Apothekenkosmetik im Test: Wie gut sind die Produkte wirklich?

ÖKO-TEST Jahrbuch Kosmetik für 2013 | Autor: Redaktion | Kategorie: Kosmetik und Mode | 09.11.2012

Apothekenkosmetik im Test: Gesichtscremes, Körperlotionen, Waschgele und -schäume.
Foto: Gorodenkoff/Shutterstock

Apothekenkosmetik genießt den Ruf, gut verträgliche Inhaltsstoffe zu enthalten. Doch was ÖKO-TEST seit Jahren kritisiert, zeigt sich auch in diesem Test: Bei vielen Produkten lässt die Qualität zu wünschen übrig.

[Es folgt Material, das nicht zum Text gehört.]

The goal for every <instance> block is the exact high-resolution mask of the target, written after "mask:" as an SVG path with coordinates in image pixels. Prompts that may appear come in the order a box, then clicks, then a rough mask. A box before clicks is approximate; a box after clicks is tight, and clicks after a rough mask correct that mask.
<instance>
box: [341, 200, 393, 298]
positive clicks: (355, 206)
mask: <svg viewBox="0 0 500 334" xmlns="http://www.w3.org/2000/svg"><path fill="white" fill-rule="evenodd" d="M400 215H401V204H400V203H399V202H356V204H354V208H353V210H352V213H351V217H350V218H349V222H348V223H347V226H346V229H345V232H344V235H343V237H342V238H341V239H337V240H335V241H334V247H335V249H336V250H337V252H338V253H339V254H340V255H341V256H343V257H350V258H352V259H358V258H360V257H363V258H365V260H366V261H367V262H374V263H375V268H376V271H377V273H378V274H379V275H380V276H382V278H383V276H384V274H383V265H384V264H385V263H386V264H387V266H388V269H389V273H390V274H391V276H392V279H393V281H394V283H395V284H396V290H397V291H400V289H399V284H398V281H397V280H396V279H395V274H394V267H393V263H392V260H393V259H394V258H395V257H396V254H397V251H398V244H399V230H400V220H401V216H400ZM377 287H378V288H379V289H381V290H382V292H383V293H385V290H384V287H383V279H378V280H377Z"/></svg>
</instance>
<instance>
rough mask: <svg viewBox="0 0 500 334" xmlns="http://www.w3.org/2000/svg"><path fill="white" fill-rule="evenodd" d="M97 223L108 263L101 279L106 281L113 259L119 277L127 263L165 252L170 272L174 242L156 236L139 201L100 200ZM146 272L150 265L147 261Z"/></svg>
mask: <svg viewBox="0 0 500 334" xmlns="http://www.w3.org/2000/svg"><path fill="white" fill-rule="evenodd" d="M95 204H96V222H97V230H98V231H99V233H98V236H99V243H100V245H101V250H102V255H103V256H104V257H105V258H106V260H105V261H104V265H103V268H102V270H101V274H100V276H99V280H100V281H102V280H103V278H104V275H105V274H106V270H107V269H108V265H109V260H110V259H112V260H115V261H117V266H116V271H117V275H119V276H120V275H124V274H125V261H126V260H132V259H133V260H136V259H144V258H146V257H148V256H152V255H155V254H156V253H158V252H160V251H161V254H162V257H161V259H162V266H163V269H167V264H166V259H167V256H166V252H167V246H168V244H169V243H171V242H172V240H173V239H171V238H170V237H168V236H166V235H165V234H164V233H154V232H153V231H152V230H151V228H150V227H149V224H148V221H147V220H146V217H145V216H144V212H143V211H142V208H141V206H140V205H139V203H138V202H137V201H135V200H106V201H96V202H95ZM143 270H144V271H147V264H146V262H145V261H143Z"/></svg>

Aktualisiert am 09.11.2012 | Apotheken bieten eine große Auswahl an Kosmetikprodukten an. Um herauszufinden, welche Apothekenkosmetik wirklich gut ist und für welche Produkte man das Geld lieber gleich sparen sollte, hat ÖKO-TEST 38 Gesichtscremes, Körperlotionen, Waschgele und -schäume im Labor auf ihre Inhaltsstoffe untersuchen lassen.

Apothekenkosmetik im Test: Das Ergebnis 

Das Testergebnis: Das Image ist häufig besser als der Inhalt. Bei den Gesichtscremes fällt knapp ein Drittel der getesteten Produkte mit "mangelhaft" und "ungenügend" durch. Nicht viel besser ist das Ergebnis für die Körperlotionen. Nur in der Kategorie Gesichtsreinigung gibt es eine größere Auswahl an empfehlenswerten Produkten. Was ist ansonsten aufgefallen? 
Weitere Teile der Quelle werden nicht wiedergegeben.